Monde Nissin Corp. on Wednesday said its core attributable income for the nine months of the year fell 3 percent to P7.19 billion from the previous year’s P7.45 billion on higher prices of commodities, such as edible oils.
Henry Soesanto, the company’s CEO, said its Asia Pacific branded food business delivered modest topline growth in the third quarter, supported by volume growth in biscuits and other categories.
‘Our strong start to October, with record domestic sales, is encouraging; however, we remain cautious given the uncertainties ahead in the fourth quarter.

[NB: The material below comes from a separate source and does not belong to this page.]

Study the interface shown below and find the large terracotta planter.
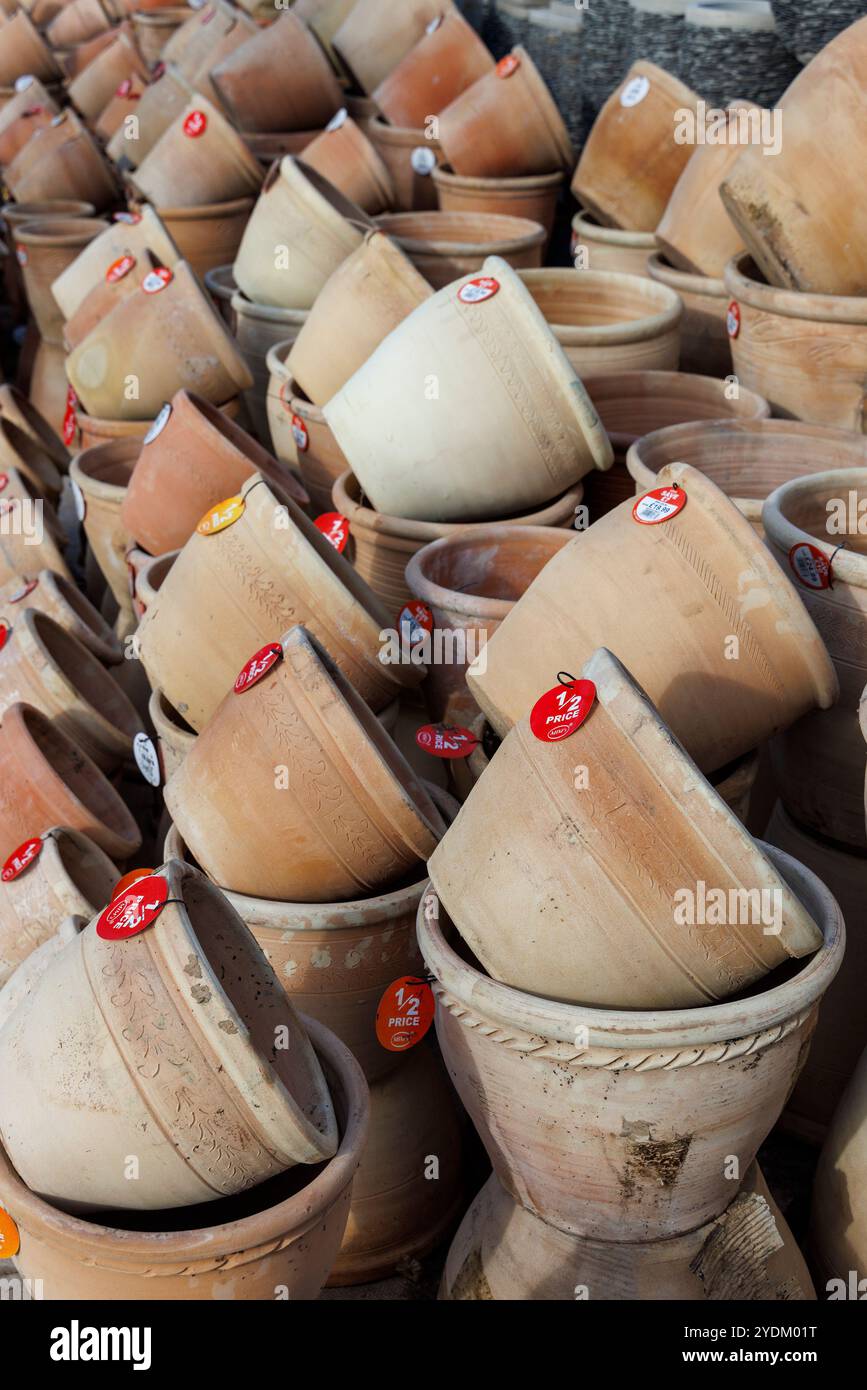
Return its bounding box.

While higher edible oil costs continue to put pressure on our gross margins, we are beginning to see the benefits of our pricing adjustments and cost-saving initiatives, such as reformulation,’ Soesanto said.
‘We expect these efforts to drive gradual gross margin recovery in the succeeding quarters, though full year gross margin is still expected to be lower than last year.’
As for its veggie meat business, he said the company is seeing continued easing of year-on-year declines and the significant gross margin improvement this quarter, which expanded by over 500 basis points year-on-year.
‘While category conditions remain challenging, the improvement in EBITDA [earnings before interest, taxes, depreciation and amortization] demonstrates that our initiatives are making steady progress. We will continue to focus on driving efficiency and supporting a gradual recovery as we navigate the current market environment.’
Net sales for the nine-month period rose 3 percent to P63.26 billion from the previous year’s P61.14 billion.
Its branded food group, with products such as Lucky Me! noodles and Sky Flakes biscuits, rose 4 percent to P53.28 billion from the previous year’s P51.05 billion, but its alternative meat business fell 1 percent to P9.97 billion from P10.09 billion recorded a year ago.
For the third quarter alone, its attributable core income inched up by 4 percent to P2.45 billion from the previous year’s P2.35 billion. Sales, meanwhile, grew 4 percent to P21.8 billion from P21.01 billion a year ago.
Gross margin contracted 279 basis points year-on-year to 34.8 percent for the nine months and 355 basis point to 34.4 percent in the third quarter, primarily due to higher edible oil costs. On a sequential basis, however, gross margin improved by 153 basis point, reflecting the impact of pricing actions and early benefits of cost management initiatives, the company said.